A volunteer mentor at El Rincon Elementary School who developed a Civil Rights curriculum for the Culver City Teen Center, Lee credits his grandmother — who marched with Dr. Martin Luther King in the Montgomery bus boycott — as an inspiration.
When Lee was growing up in the South, she used to bring him along on trips to feed the hungry and offer support to prisoners in jail. Lee’s mother and grandmother also made sure he and his siblings knew about the black community’s historic struggles for equal rights and how that movement carried into the present.
At 18, Lee moved cross-country to get his B.A. in Cinematic Arts at USC. While in college, he volunteered at assisted living facilities and participated in union and environmental justice rallies.
Greater involvement with activism would come later, but first he had to begin paying off his extensive student debt. Lee put aside any philosophical objections and joined the U.S. Air Force in 2002, working on satellite communications, and later served in the Air National Guard.
Following active duty, Lee settled in Culver City and was working at a research company when the financial crisis hit in 2008. As he learned about how many people had been taken advantage of and lost their homes, Lee became deeply motivated to create social change.

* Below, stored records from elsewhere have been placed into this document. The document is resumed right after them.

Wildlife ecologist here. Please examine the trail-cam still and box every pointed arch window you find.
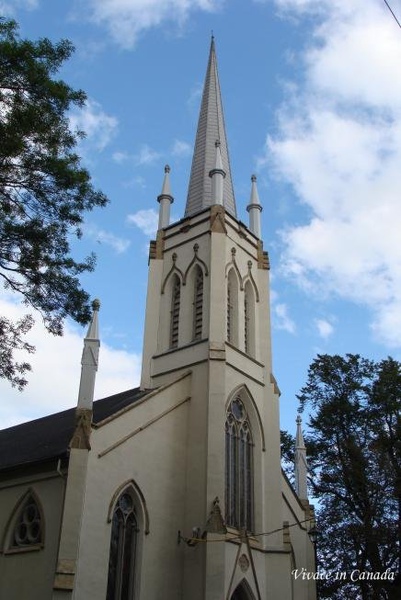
[225,397,253,532]
[244,281,255,356]
[227,269,238,344]
[106,491,139,600]
[8,493,44,550]
[193,265,203,340]
[170,275,181,348]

Lee joined the Occupy movement, visiting the encampment at L.A. City Hall multiple times a week and even becoming one of nearly 300 people arrested when police raided the camp in November 2011. Through the movement, he learned about organizing and got to know others working on behalf of the poor and people of color.
Lee also worked with Move to Amend, a grassroots advocacy group to overturn the Citizens United decision that opened the floodgates to unlimited corporate money in politics. He was a key organizer behind the group’s advocacy efforts in Los Angeles and served on its national board.
Lee also returned to school and earned a master’s degree in Social Welfare from UCLA.
For the past five years, he’s served on the Culver City Martin Luther King Celebration Committee, helping to organize the annual celebration.
“Growing up in Alabama and in Florida, Dr. King was a constant source of hope and inspiration, even when my family would experience difficult times,” he says.
Lee developed his Civil Rights curriculum at the Culver City Teen Center to share that legacy with local youth. Each week, he helped lead a discussion that delved deeper into the struggle of Dr. King, Malcolm X, athletes, entertainers and everyday people in the movement, with a particular focus on the contributions of women and children.
“I felt there was a huge disconnect for some kids of color who grew up in the era of our first black president and talk of America being a post-racial society,” he says.
Lee hopes the program will empower students and help them better process emotions raised by the police killings of unarmed black people and racist fervor expressed by some against immigrants.
“I thought it was important they knew that a lot of the Civil Rights leaders were actively hated and criticized,” he says, “and to be realistic about the struggles faced on a daily basis due to one’s race, gender or sexual preference.”
Lee recently completed “Eyes off the Prize,” a documentary examining persistent segregation and barriers to education. He hopes to bring his Civil Rights program to local schools.
His film training carries over into his work since 2005 as a volunteer mentor and actor with kids in the Young Storytellers program at El Rincon Elementary School.
“I have watched with joy as their eyes lit up when professional actors came in to bring their words to life,” he says.
In April, Lee ran for the Culver City Council, his platform emphasizing the environment, accountability and fairness. Chief among his concerns were the Inglewood Oil Field, a Los Angeles city fracking ban and statewide environmental legislation. The only renter among the candidates, he also focused on housing affordability, homelessness and enacting a citywide minimum wage.
Lee lost the election — by less than 250 votes — and would consider running again.
“As our city continues to develop and become more diverse,” he says, “we must take proactive steps to make sure we develop sustainability and that our government is open, accessible and responsive to all of our residents.”